Verschil tussen ECG en echocardiografie

Invoering:

Elektrocardiogram (EKG of ECG) en echocardiografie zijn pijnloze, niet-invasieve tests die worden gebruikt om de werking van het hart te evalueren. Deze tests worden meestal door de arts besteld, uitgevoerd door een technicus of de arts zelf, waarna het testresultaat wordt geïnterpreteerd. Beide tests vereisen geen voorafgaande voorbereiding en dragen geen enkel risico voor de patiënt.

Verschil in techniek:

ECG is een registratie van de elektrische activiteit van het hart. Dit gebeurt door het koppelen van pijnloze elektroden die deze activiteit op het huidoppervlak kunnen registreren. Op de borst, armen en benen zitten 12 pleisters vast die met draden aan een machine zijn verbonden. Deze machine geeft de elektrische activiteit op een papier weer voor interpretatie. De procedure duurt niet langer dan 10 minuten en brengt geen elektrische schokken of schade aan het lichaam met zich mee. Een ECG kan ook tijdens inspanning worden uitgevoerd om te zoeken naar het resultaat van stress op het hart.

Echocardiografie is een test die geluidsgolven gebruikt om beelden van het kloppend hart te maken.
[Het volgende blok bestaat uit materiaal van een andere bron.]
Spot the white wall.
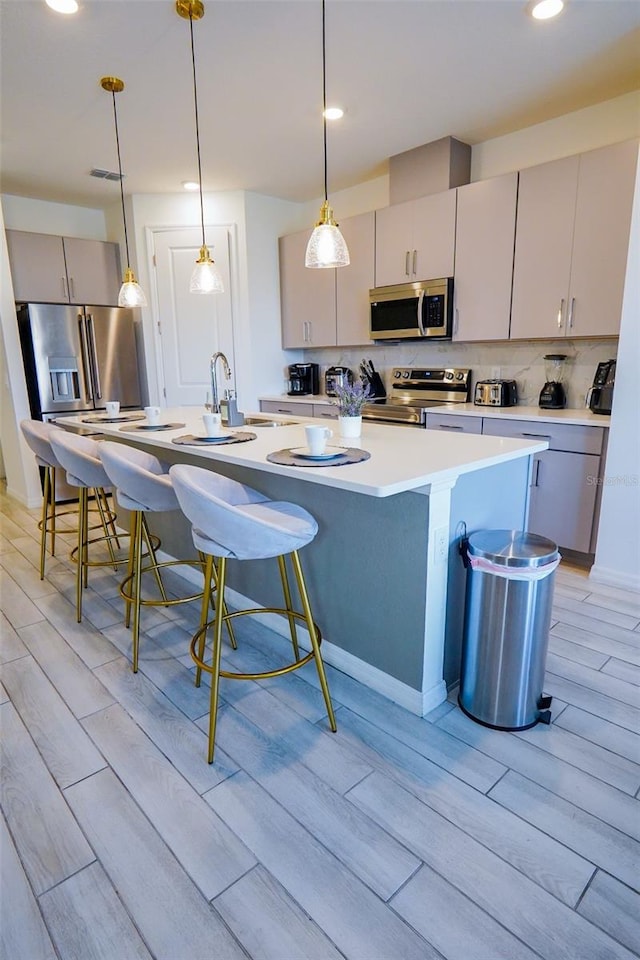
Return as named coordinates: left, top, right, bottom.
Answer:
left=591, top=148, right=640, bottom=590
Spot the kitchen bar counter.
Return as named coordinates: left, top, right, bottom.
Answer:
left=58, top=407, right=547, bottom=714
Het maakt gebruik van de standaard 2-dimensionale, 3-dimensionale en Doppler-echografie. Echocardiografie kan transthorax (vanaf de borst), transesofagus (door een recorder in de voedselleiding) of als stress-echocardiografie worden uitgevoerd. De arts voert de test uit door een apparaat genaamd een transducer over de thorax te bewegen, die is verbonden met een monitor die beelden van het hart opvangt. De procedure duurt niet langer dan 10-15 minuten.

Verschil in gebruik:

Een ECG registreert de elektrische activiteit van het hart en geeft zo waardevolle informatie over de snelheid waarmee het hart klopt, en het ritme en de regelmaat van de hartslag. Een ECG is een snelle screeningmethode om hartritmestoornissen, schade aan de hartspier tijdens een hartinfarct, aandoening van elk implantaat zoals een pacemaker en de diagnose van bepaalde aangeboren aandoeningen en effecten van geneesmiddelen op te sporen. Een ECG wordt ook gebruikt als een routinematige gezondheidscontrole en is ook een onderdeel van het werk dat gedaan is vóór een grote operatie.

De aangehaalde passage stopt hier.